Overview of UCSD Extended Studies’ Professional Certificate in Translating & Interpreting (Spanish/English)

This is a guest post by Kelly Jones.

I grew up bilingual and bicultural and I’ve always been fascinated by the skills of translators and interpreters. Heck, I have been (sort of) translating and interpreting in casual and personal settings ever since I can remember! It was a huge part of my childhood to connect my family with my friends, my mom and dad to everyday life, and my dad’s clients with the community. However, it wasn’t until recently that I realized the positive impact my bilingual skills can have on others and how much this positively impacted me.

So, in 2020, I began the search for a program that worked best for my needs and lifestyle. While doing research on virtual and hybrid programs, I stumbled upon University of California San Diego’s Extended Studies school and their online Professional Certificate in Translation and Interpretation in Spanish<>English. It checked all my main boxes: 100% online, experienced teachers still active in the industry, Spanish and English focused only, and beginner friendly. Also, it was apparent it catered to busy individuals (parents, working professionals, etc.), making it the perfect program for me.

UCSD Extended Studies offers a free informational session on the program I highly recommend to anyone interested. To enroll, you must present an entrance exam to prove you’re already bilingual in English and Spanish. The program is on a quarter system and is composed of 30 units: 21 units of required courses, plus three elective courses (most courses are 3 units each). The required classes are Introduction to Translation, Introduction to Interpretation, English to Spanish Translation 1, Spanish to English Translation 1, Theory and Practice of Translation, Consecutive Interpretation, Simultaneous Interpretation, and Sight Translation. The electives include topics from different specializations, such as Legal, Healthcare, Education, and Business.

It checked all my main boxes: 100% online, experienced teachers still active in the industry, Spanish and English focused only, and beginner friendly.

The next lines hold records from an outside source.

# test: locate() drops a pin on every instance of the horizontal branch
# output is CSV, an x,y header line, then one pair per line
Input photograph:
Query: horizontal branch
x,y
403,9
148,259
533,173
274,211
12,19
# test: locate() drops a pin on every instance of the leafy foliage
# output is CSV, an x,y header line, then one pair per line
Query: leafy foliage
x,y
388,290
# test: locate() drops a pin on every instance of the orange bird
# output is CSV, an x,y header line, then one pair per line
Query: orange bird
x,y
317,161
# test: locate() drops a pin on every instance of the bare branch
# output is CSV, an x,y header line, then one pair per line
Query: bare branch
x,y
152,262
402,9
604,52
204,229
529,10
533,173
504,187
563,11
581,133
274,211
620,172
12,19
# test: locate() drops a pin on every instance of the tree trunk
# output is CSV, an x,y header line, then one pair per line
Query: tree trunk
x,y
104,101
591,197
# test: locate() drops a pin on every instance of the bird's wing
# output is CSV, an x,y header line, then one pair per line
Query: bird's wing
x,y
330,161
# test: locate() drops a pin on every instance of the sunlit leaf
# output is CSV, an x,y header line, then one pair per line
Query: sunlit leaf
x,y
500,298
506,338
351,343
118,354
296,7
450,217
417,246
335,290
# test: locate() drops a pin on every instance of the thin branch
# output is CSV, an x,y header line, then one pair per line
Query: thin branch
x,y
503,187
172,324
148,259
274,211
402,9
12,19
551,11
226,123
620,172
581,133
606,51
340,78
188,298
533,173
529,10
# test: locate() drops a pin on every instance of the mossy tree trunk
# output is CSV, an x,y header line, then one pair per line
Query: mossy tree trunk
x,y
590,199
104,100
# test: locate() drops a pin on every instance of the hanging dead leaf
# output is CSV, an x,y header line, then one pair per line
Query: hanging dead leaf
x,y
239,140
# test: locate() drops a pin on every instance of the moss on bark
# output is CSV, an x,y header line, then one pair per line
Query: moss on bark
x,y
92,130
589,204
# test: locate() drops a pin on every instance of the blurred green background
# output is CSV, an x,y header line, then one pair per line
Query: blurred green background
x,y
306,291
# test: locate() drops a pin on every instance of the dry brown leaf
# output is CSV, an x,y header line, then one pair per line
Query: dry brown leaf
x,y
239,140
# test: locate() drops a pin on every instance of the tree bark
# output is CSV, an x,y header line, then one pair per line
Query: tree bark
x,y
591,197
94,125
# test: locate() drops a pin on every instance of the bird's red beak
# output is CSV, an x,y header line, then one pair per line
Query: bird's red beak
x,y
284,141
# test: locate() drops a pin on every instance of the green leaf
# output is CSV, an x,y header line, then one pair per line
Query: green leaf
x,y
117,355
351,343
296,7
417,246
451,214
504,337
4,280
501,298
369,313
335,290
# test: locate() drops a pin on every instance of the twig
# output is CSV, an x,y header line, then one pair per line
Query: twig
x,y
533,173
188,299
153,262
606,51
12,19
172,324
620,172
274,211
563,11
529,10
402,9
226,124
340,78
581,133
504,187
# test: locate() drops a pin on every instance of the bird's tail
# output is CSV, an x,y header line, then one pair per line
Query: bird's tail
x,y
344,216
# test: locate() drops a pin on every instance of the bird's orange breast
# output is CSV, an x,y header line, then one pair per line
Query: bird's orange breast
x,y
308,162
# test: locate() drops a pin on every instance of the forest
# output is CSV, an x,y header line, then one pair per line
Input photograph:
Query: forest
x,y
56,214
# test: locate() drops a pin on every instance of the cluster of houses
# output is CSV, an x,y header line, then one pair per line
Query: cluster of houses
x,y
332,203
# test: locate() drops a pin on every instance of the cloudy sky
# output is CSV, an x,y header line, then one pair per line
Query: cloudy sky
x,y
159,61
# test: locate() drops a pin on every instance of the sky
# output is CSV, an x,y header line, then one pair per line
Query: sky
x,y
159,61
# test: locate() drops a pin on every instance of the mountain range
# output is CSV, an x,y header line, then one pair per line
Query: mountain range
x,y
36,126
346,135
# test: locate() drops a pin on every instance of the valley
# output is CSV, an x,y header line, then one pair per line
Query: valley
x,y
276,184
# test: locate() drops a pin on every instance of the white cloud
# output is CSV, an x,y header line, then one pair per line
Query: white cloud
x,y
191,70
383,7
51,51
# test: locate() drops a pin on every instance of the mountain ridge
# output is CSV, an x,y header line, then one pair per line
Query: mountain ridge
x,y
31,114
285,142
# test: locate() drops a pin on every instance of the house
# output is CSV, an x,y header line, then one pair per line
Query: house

Classes are completely online through Canvas, a learning management system, and require weekly work to be done by the end of every Sunday. The Theory and Practice of Translation course I was enrolled in this past Winter 2022 quarter, for example, included weekly lessons (videos and readings), assignments and/or quizzes, and class discussions. In addition, most instructors schedule 2 or 3 Zoom sessions, with the ability to make up for any live sessions you’re unable to attend. Zoom sessions vary, depending on the instructor and material. Some are purely informational, while others are to practice interpreting in pairs or group translations and peer reviewing.

The instructors are experienced professionals who are either currently active in the field or have been significantly in the past. This I know from what they share with us in class and online, but also from how they approach their classes, the examples they use, and their commitment to the subject. They have all been responsive, kind, understanding, and a great resource. Instructors I’ve had the pleasure of taking class with, to name a few, include Judy Jenner, who owns Twin Translations with her sister and has an incredible background in translating and interpreting, and Rafaela Lombardino, who’s Tools and Technology in Translation coursewas a great look into what you need to successfully freelance and run your own business.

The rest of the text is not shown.